If the rotation angle

α

is large and the FOV of original image is also large, it is likely to generate an unbounded image. This phenomenon is most likely to appear in close range photogrammetry and oblique photogrammetry. Given the threshold (the size of maximum distortion)

T

, thus Equation (17) can be rewritten as:

\tan θ = \frac{\sin α}{\cos α - \sqrt{\frac{T}{\cos α}}}

(18)

Equation (18) can provide the result of calculating the desirable image region. Then, translating the coordinates of the constrained image scope from the distortion coordinate frame to the rectified camera coordinate frame

(R_{d i s} \to R_{r e c})

. Finally, solving for the intersection area of the constrained image scope (solved by Equation (18) under a threshold T) and the original image’s projective scope (calculated by Equation (3) using image 4 corner points) in the rectified image plane for the final scope of the rectified image.
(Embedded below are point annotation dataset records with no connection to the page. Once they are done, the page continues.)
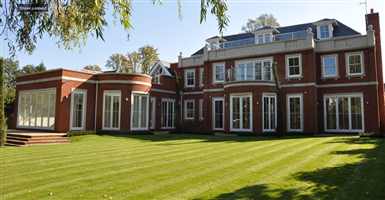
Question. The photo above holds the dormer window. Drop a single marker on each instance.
(325, 28)
(324, 32)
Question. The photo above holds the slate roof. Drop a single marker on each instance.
(339, 30)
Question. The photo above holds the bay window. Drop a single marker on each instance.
(343, 112)
(260, 70)
(139, 111)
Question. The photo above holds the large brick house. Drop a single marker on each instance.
(329, 79)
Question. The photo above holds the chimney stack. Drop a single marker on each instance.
(373, 20)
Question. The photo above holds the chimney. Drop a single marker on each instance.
(373, 19)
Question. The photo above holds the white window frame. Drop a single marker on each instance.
(323, 66)
(242, 95)
(288, 121)
(341, 95)
(347, 56)
(185, 78)
(215, 99)
(185, 109)
(133, 93)
(201, 76)
(84, 92)
(222, 65)
(254, 61)
(263, 111)
(299, 56)
(173, 113)
(50, 91)
(330, 28)
(201, 109)
(112, 93)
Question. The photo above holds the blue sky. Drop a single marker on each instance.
(160, 26)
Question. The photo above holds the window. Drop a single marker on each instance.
(241, 113)
(168, 113)
(111, 110)
(201, 76)
(254, 70)
(268, 38)
(156, 79)
(269, 117)
(354, 64)
(219, 72)
(189, 109)
(189, 77)
(36, 109)
(324, 31)
(293, 66)
(78, 109)
(294, 112)
(201, 109)
(329, 66)
(264, 38)
(139, 111)
(344, 113)
(217, 113)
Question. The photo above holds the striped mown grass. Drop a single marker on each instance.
(196, 167)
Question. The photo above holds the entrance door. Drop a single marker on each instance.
(241, 112)
(217, 113)
(152, 118)
(78, 109)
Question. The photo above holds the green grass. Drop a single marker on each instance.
(196, 167)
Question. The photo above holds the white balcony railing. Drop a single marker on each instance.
(277, 37)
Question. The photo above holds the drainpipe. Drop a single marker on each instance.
(96, 104)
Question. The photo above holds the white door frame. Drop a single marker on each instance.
(269, 95)
(84, 93)
(288, 122)
(214, 100)
(133, 93)
(241, 96)
(153, 107)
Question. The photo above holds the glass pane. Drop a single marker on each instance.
(295, 113)
(236, 114)
(115, 109)
(343, 112)
(356, 113)
(143, 112)
(246, 112)
(331, 113)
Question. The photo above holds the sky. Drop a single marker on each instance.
(161, 27)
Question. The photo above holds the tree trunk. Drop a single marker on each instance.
(2, 116)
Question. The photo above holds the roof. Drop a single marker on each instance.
(165, 68)
(339, 30)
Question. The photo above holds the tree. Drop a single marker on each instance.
(28, 69)
(95, 67)
(10, 71)
(263, 20)
(2, 116)
(72, 22)
(119, 63)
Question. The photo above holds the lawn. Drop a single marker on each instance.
(196, 167)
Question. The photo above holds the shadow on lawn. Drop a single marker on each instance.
(362, 180)
(209, 138)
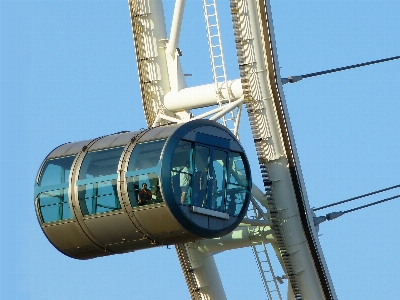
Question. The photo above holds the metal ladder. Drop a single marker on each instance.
(261, 255)
(218, 63)
(267, 273)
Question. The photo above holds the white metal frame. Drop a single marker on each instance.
(163, 87)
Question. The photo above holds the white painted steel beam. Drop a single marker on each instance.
(200, 96)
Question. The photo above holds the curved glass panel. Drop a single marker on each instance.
(143, 174)
(182, 172)
(209, 177)
(52, 190)
(97, 182)
(144, 189)
(238, 185)
(146, 155)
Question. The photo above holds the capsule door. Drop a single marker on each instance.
(209, 183)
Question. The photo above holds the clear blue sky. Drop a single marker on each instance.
(68, 73)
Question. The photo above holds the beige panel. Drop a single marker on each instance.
(111, 228)
(158, 220)
(69, 239)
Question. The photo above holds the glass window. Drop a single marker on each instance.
(97, 183)
(181, 172)
(237, 189)
(144, 190)
(54, 205)
(52, 190)
(146, 155)
(56, 171)
(142, 176)
(200, 179)
(217, 178)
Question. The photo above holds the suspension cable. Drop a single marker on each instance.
(373, 203)
(293, 79)
(358, 197)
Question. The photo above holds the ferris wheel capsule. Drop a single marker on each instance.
(136, 190)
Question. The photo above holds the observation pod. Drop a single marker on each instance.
(135, 190)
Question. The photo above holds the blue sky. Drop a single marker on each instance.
(68, 73)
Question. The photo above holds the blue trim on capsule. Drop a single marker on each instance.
(166, 186)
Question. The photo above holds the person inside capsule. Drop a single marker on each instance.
(145, 195)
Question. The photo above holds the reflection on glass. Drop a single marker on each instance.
(144, 190)
(181, 172)
(146, 155)
(217, 176)
(97, 183)
(54, 206)
(142, 176)
(200, 182)
(52, 190)
(237, 184)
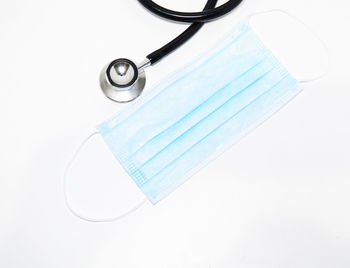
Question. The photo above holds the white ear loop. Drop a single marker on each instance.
(66, 196)
(323, 43)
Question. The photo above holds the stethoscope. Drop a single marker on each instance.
(122, 80)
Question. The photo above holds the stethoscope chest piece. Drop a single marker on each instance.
(122, 80)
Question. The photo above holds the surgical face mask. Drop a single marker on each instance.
(199, 112)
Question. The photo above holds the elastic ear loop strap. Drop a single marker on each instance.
(67, 199)
(323, 43)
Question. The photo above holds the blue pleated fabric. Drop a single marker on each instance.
(199, 112)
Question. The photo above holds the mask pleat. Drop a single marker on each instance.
(201, 111)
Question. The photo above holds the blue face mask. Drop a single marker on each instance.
(199, 112)
(194, 115)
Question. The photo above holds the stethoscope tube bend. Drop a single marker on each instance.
(123, 81)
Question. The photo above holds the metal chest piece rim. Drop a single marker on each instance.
(122, 80)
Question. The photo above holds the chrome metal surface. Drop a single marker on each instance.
(122, 81)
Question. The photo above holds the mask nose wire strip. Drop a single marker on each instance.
(312, 32)
(66, 187)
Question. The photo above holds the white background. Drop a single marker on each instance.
(280, 198)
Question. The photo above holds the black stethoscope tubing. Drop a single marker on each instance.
(198, 19)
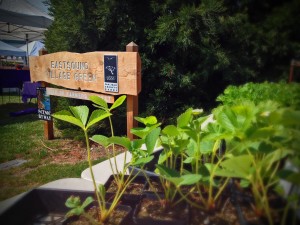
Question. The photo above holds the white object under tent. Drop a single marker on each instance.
(33, 48)
(9, 50)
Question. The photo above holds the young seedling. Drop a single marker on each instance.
(79, 116)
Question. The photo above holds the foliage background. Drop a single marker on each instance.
(191, 50)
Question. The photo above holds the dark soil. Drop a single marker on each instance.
(115, 219)
(134, 188)
(152, 208)
(226, 215)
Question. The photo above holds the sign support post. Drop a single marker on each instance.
(132, 101)
(48, 125)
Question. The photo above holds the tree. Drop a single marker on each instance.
(191, 50)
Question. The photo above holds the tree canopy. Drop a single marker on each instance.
(191, 50)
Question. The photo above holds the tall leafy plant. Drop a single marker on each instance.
(259, 137)
(79, 116)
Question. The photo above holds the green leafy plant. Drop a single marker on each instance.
(259, 139)
(79, 116)
(285, 94)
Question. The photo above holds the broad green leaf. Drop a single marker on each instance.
(239, 165)
(150, 120)
(97, 115)
(142, 161)
(151, 139)
(118, 102)
(184, 119)
(190, 179)
(73, 201)
(101, 139)
(290, 176)
(99, 101)
(171, 131)
(123, 141)
(206, 147)
(81, 113)
(137, 143)
(87, 201)
(261, 133)
(162, 157)
(227, 119)
(143, 132)
(66, 116)
(189, 160)
(167, 172)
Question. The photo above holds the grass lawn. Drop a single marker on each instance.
(22, 137)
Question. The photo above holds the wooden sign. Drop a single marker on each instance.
(77, 94)
(44, 106)
(90, 71)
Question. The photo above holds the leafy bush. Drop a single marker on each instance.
(286, 94)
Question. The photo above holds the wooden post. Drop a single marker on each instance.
(132, 101)
(48, 125)
(291, 71)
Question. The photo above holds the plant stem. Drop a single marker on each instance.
(91, 170)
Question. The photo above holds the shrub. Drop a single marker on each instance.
(286, 94)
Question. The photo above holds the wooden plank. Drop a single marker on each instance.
(86, 71)
(132, 100)
(48, 125)
(78, 94)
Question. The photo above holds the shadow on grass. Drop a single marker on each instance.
(6, 109)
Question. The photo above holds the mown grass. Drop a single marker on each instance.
(21, 137)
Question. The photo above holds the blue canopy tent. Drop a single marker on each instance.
(33, 48)
(9, 50)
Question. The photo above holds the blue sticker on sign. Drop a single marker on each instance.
(111, 73)
(44, 106)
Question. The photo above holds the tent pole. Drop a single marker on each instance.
(27, 59)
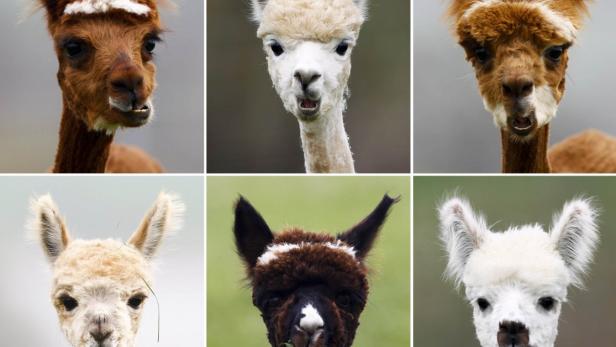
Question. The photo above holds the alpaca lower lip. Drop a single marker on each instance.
(308, 107)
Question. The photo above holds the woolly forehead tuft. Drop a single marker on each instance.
(491, 21)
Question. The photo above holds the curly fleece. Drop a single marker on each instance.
(492, 19)
(321, 20)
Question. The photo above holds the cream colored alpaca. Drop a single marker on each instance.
(99, 286)
(308, 45)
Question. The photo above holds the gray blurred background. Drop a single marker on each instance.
(30, 98)
(453, 132)
(101, 207)
(248, 129)
(443, 317)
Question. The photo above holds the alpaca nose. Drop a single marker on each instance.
(517, 88)
(126, 83)
(100, 336)
(306, 77)
(513, 334)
3. Experimental Evaluations

3.1. Performance of Rectification

The presented approach is tested with oblique images captured by the SWDC-5 aerial multi-angle photography system. This system is composed of five large format digital cameras with one vertical angle and four tilt angles. The image size of the five cameras is 8176 × 6132, and the pixel size is 6 µ. The angles of the four tilt cameras are 45° relative to the vertical camera. The focal length of the tilt cameras is 80 mm, while the focal length of the vertical camera is 50 mm. The relative height of flight is 1000 m possessing a GSD (Ground Sampling Distance) of 12 cm. The side and forward overlapping rates are 50% and 80% respectively. The coordinates are recorded in the WGS-84 coordinate system. Oblique photography captures more information, including the façade textures of the buildings, which can be used to create a more realistic appearance in 3D urban scene modelling.
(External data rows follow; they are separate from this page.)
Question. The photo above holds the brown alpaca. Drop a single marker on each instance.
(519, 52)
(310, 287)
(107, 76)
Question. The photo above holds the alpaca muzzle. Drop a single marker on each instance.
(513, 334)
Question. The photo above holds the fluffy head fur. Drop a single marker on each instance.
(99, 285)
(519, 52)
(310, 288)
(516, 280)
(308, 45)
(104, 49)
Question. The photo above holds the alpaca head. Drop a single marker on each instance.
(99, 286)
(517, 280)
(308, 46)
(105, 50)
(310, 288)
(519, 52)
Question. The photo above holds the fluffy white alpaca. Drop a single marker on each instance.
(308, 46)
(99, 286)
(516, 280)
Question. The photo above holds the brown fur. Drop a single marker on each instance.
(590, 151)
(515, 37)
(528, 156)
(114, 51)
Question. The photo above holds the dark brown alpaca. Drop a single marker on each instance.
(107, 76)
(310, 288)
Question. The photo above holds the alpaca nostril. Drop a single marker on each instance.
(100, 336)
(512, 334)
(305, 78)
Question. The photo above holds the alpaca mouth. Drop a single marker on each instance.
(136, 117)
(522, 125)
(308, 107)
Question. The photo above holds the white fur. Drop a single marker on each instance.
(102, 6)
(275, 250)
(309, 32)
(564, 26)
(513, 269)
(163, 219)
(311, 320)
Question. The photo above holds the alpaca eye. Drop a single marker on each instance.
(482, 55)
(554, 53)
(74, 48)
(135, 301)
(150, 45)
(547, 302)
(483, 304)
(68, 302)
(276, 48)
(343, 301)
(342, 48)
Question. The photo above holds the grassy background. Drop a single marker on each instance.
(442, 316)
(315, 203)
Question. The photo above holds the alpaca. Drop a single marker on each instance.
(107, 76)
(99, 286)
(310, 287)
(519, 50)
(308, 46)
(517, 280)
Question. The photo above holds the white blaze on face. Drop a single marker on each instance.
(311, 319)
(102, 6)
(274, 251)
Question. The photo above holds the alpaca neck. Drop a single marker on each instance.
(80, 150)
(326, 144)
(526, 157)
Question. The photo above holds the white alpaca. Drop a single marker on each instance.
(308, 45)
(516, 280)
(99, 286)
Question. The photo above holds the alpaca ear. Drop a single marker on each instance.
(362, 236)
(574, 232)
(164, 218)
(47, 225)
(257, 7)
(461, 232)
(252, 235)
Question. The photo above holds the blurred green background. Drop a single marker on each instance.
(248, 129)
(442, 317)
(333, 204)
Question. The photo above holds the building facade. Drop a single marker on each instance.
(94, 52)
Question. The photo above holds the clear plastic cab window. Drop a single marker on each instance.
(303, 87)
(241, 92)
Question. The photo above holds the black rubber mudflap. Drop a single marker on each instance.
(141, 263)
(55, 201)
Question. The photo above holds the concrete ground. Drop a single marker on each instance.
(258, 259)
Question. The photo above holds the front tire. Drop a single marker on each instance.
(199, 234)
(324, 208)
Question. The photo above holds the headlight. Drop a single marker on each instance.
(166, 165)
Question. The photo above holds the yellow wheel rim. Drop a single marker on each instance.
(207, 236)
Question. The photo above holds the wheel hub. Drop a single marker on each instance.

When reconstructing 3D architectures from oblique images, calibration is mandatory in practice and can be achieved in many situations and by several algorithms [22,23]. Given a pair of stereo oriented images, the corresponding P (projection matrix), or the intrinsic parameters of each camera and the extrinsic parameters of the images, it is straightforward to define a rectifying transformation. Meanwhile, it is needed to minimize the perspective distortion according to the above methods. In this article, the lens distortions are not considered and have already been removed in the experimental data.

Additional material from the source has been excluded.